The Court ruled that Polish pharmaceutical authorities were not able to oppose parallel import of a medicine, when this medicine was registered in another EU state as a generic medicine, whereas it was registered in the full procedure in Poland as a reference medicinal product (directive no. 2001/83).
Therefore, the provision of the Polish Pharmaceutical Law, which states that one may be granted with authorisation for parallel import only for the same category of products (generic or original medicines), is contrary to Article 36 of the Treaty on the Functioning of the European Union (TFEU).
The CJEU ruled that the provision at stake restricts parallel import of medicines and thereby constitutes a measure which has an effect equivalent to a quantitative restriction prohibited by Article 34 TFEU.
Delpharma is a leading parallel import company located in Poland. Delpharma was interested in parallel import of reference medicine branded locally Sumamed, which was registered in the UK under the brand name Azithromycin.
The national pharmaceutical authorities refused to grant Delpharma authorisation for parallel import. The national authority pointed out that the medicine imported into Poland from the UK was in fact Azithromycin which is registered in the abbreviated procedure and hence it was a generic medicinal product and not its local original (reference) version which was registered in the full procedure under the local brand Sumamed.
In order to demonstrate the identity of the two medicines at stake, the parallel importer should have submitted with the national authorities full documentation as to the registration of Azithromycin in the UK. This condition could not have been satisfied since Azithromycin was registered in the UK in the abbreviated procedure.
Consequently, the Voiveoship Court in Warsaw, which heard the case, followed Delpharma’s request, submitted the CJEU with the motion for preliminary ruling in this regard.
The CJEU reasoned that the requirement to identify the registration category of medicinal products in the exporting and importing countries could not specify the condition to obtain authorisation for parallel import because this infringed freedom of trade within the EU.
The CJEU underlined that, based on previous judicial decisions, the EU pharmaceutical authorities were authorised to exchange information in order to verify the registration and category status of the given medicines.
It is adequate that the parallel importer submits evidence as to the medicines’ characteristics, safety and efficacy. Should the national authorities have doubts as to the identity of the medicines at stake, they should have rather contacted the parallel importer and asked them to submit additional documents.
Therefore, the provision of Polish Pharmaceutical Law which automatically allows the national authority not to grant authorisation for parallel import, when the parallel importer does not submit documentation allowing it to verify the identify of the imported medicinal product with its local version (registered in different procedures), appears disproportionate with the main aim of protecting public health and human life.

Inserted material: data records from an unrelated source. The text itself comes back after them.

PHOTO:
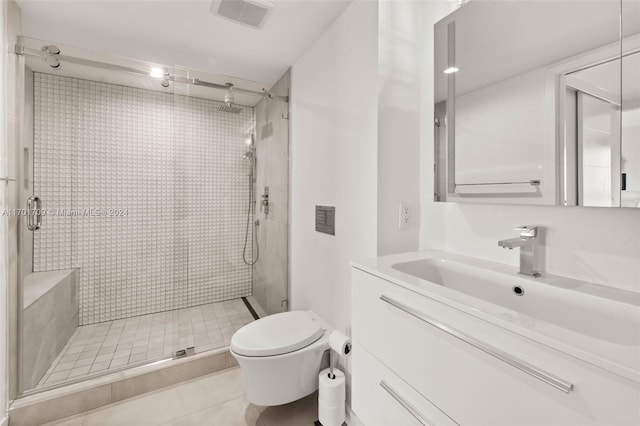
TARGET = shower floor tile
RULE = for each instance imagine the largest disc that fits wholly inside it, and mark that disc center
(97, 348)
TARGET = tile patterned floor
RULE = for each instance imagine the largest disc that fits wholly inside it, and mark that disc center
(98, 348)
(217, 399)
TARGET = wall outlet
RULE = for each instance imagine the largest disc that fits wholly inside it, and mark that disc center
(404, 215)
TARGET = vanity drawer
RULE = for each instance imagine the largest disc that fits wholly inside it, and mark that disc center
(382, 398)
(502, 379)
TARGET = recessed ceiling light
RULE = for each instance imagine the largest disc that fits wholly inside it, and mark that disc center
(156, 72)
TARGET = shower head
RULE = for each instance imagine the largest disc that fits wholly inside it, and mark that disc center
(230, 108)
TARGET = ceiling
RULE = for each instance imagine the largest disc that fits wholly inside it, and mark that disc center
(184, 32)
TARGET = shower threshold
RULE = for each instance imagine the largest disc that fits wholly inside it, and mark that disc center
(110, 346)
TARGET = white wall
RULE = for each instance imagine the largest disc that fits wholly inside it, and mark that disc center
(333, 161)
(3, 223)
(399, 50)
(601, 245)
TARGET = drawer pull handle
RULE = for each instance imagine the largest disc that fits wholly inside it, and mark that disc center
(548, 378)
(406, 405)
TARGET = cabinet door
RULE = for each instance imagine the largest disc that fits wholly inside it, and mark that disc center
(470, 384)
(382, 398)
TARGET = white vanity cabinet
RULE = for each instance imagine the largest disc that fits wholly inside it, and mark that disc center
(451, 367)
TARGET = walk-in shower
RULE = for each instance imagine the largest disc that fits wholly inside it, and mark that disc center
(148, 225)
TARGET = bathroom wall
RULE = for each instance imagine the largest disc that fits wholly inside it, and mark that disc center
(399, 50)
(174, 163)
(4, 225)
(271, 271)
(601, 245)
(334, 161)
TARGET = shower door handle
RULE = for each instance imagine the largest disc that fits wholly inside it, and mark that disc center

Since the CJEU preliminary judgements generally have a binding effect for Polish judicial bodies, it is now clear that the controversial provision of Polish Pharmaceutical Law is void (pursuant to Article 267 of the TFEU).
The ruling in the Delpharma case indirectly verified the incompatibility of the Polish provision with EU law and thereby this ruling liberalises rules for the parallel import for local distributors. This judgment is also a signal for foreign pharmaceutical companies to revise their IP strategy in Poland as to parallel import.
The intense parallel import in Poland of medicines appears a likely scenario since Poland currently faces a shortage of almost 500 medicines, pharmacists warn. Pharmacies are starting to have a lack of medicines for diabetes, hypertension, thyroid diseases, asthma, pulmonary diseases, and allergy.
There is also a shortage of oncological and neurological drugs. Poland is the 5th biggest EU life sciences market with almost 40 million consumers.
It appears that liberalisation of parallel import regulations in Poland may in fact fit the purpose of protecting public health and human life, as declared in the directive 2001/83/EU.